A Wilbar tube is a glass tube with very small inside diameter and marked with graduated lines on the outside. The tube is mounted in a plastic housing with a threaded fitting on the bottom that is the same thread as the fitting on the high pressure fuel
lines. To use the tube, you remove the high pressure fuel
line for the appropriate cylinder from its connection at the injection pump and thread on the Wilbar tube. Then you roll the engine
over a few times until you see fuel moving up in the center of the tube. As you rotate the engine in its normal direction of rotation the plunger in the injection pump will rise and when the plunger top closes the internal fill port, (port closure), pressure will immediately build in the pump and the fuel in the Wilbar tube will start to move upward. This corresponds to the start of injection and is the same point at which the timing marks on the flywheel and timing tool should line up.

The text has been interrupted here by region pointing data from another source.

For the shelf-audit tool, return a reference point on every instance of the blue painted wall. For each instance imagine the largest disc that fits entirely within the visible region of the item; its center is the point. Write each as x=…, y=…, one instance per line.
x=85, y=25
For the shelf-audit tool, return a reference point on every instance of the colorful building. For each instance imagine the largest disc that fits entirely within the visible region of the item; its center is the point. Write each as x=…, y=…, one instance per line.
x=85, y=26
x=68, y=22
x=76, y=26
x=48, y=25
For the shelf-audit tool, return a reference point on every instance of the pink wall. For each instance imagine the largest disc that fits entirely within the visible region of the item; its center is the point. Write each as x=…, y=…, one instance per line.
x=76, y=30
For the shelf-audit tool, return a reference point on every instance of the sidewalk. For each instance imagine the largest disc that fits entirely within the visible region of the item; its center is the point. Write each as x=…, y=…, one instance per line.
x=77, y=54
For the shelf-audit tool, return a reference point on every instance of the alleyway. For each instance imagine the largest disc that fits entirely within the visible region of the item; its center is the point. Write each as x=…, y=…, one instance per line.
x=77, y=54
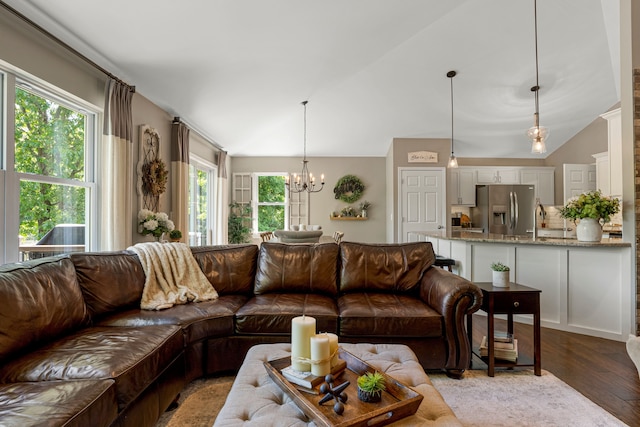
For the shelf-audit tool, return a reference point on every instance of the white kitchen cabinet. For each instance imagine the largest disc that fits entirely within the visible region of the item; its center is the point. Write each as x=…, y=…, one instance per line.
x=614, y=173
x=462, y=186
x=544, y=181
x=603, y=173
x=497, y=175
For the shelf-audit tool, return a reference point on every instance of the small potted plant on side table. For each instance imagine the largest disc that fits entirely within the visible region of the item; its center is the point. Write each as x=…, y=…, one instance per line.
x=500, y=275
x=370, y=386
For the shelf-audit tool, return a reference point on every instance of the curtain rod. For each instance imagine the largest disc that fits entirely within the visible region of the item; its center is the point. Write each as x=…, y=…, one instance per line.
x=63, y=44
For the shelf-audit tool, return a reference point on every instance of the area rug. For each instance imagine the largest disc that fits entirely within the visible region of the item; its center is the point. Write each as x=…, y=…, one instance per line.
x=519, y=398
x=511, y=398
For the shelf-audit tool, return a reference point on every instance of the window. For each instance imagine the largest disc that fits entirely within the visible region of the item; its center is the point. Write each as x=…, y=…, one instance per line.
x=49, y=190
x=271, y=203
x=202, y=186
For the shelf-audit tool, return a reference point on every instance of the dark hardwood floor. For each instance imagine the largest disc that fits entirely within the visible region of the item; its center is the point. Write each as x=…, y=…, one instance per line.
x=600, y=369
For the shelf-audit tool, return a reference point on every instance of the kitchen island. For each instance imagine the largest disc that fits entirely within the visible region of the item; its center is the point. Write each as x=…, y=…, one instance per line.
x=587, y=288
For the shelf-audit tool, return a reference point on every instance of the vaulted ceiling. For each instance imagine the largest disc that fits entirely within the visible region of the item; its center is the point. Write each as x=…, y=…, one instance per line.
x=372, y=70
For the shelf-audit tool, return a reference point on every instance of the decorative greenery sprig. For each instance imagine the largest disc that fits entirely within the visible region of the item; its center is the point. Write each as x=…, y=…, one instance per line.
x=372, y=382
x=498, y=266
x=591, y=204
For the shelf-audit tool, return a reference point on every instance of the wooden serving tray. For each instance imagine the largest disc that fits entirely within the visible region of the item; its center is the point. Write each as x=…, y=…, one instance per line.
x=398, y=400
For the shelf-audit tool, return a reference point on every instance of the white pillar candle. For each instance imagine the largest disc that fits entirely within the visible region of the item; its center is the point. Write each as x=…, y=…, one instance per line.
x=333, y=348
x=302, y=329
x=320, y=352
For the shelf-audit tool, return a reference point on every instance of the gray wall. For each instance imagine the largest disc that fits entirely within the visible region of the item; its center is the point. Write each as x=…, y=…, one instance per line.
x=579, y=150
x=370, y=170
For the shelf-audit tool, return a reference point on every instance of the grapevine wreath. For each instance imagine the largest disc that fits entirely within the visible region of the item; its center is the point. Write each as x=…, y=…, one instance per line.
x=349, y=188
x=154, y=177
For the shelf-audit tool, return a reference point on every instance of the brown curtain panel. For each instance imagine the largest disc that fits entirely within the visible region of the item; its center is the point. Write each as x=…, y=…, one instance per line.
x=180, y=177
x=116, y=169
x=222, y=164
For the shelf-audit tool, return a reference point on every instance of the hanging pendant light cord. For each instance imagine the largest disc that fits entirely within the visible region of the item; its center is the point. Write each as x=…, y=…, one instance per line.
x=304, y=138
x=451, y=79
x=537, y=87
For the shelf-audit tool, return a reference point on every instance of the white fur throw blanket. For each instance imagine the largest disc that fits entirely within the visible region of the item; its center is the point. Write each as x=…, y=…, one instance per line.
x=172, y=276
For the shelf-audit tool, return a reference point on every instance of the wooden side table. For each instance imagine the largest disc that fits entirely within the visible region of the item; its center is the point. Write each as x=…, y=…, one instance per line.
x=516, y=299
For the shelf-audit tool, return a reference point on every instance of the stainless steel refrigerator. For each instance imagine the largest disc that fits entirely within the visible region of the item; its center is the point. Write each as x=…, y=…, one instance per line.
x=505, y=209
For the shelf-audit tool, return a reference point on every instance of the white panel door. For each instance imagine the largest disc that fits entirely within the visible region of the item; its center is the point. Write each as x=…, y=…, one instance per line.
x=578, y=178
x=422, y=205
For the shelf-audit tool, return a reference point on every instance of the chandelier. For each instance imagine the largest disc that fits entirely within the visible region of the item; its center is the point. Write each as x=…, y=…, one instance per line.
x=537, y=134
x=305, y=181
x=453, y=162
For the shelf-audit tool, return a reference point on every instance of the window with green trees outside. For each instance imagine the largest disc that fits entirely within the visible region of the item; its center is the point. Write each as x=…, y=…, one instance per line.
x=271, y=202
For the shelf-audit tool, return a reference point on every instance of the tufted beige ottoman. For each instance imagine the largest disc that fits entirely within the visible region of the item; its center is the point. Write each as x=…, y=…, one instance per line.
x=255, y=400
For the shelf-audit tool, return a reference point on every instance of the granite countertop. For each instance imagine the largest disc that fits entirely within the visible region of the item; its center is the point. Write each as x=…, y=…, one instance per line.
x=521, y=240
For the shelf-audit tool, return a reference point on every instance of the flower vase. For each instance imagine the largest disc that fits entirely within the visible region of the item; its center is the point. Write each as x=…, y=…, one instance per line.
x=589, y=230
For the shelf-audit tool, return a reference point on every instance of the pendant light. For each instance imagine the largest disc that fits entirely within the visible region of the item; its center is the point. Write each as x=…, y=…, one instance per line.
x=453, y=162
x=305, y=181
x=537, y=134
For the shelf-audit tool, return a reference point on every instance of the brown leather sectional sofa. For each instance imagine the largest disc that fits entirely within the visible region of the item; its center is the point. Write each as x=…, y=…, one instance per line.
x=76, y=350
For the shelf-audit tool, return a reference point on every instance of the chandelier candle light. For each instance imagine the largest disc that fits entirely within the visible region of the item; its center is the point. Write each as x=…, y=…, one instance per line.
x=537, y=134
x=305, y=181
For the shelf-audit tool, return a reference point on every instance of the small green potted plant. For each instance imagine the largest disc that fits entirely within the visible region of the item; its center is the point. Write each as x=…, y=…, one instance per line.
x=370, y=386
x=500, y=274
x=175, y=235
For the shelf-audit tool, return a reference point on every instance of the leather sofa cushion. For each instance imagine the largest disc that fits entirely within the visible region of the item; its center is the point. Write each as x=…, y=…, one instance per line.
x=271, y=314
x=291, y=268
x=133, y=357
x=198, y=320
x=387, y=315
x=61, y=403
x=40, y=300
x=395, y=268
x=110, y=281
x=230, y=269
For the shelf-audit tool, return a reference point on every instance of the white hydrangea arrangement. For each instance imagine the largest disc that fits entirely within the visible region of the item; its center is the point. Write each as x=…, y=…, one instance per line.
x=154, y=223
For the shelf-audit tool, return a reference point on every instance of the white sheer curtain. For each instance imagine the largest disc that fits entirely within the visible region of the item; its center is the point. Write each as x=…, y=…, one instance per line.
x=223, y=199
x=180, y=177
x=115, y=171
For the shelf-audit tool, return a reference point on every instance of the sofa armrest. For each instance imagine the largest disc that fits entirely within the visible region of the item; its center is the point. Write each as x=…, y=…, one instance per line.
x=453, y=297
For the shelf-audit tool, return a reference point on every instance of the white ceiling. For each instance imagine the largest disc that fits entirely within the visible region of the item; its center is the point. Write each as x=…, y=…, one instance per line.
x=237, y=70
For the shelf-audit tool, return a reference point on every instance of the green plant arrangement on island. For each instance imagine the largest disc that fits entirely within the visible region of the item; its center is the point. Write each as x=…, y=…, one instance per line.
x=498, y=266
x=239, y=218
x=591, y=204
x=349, y=189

Sometimes a glass Wilbar tube isn't used but a steel
tube is used instead. The steel
tube looks like a short straight piece of high pressure injection tube with a steel washer braised on its top, and the washer has a very small hole drilled in it. The timing procedure is the same as the Wilbar tube, but instead of the fuel moving up the glass tube, the fuel begins to exit the hole and flow onto the washer, and the beginning of the flow is easy to discern.
Depending on whether the timing is early or late you add or remove shims/gaskets from below the flange of the injection pump to alter the timing.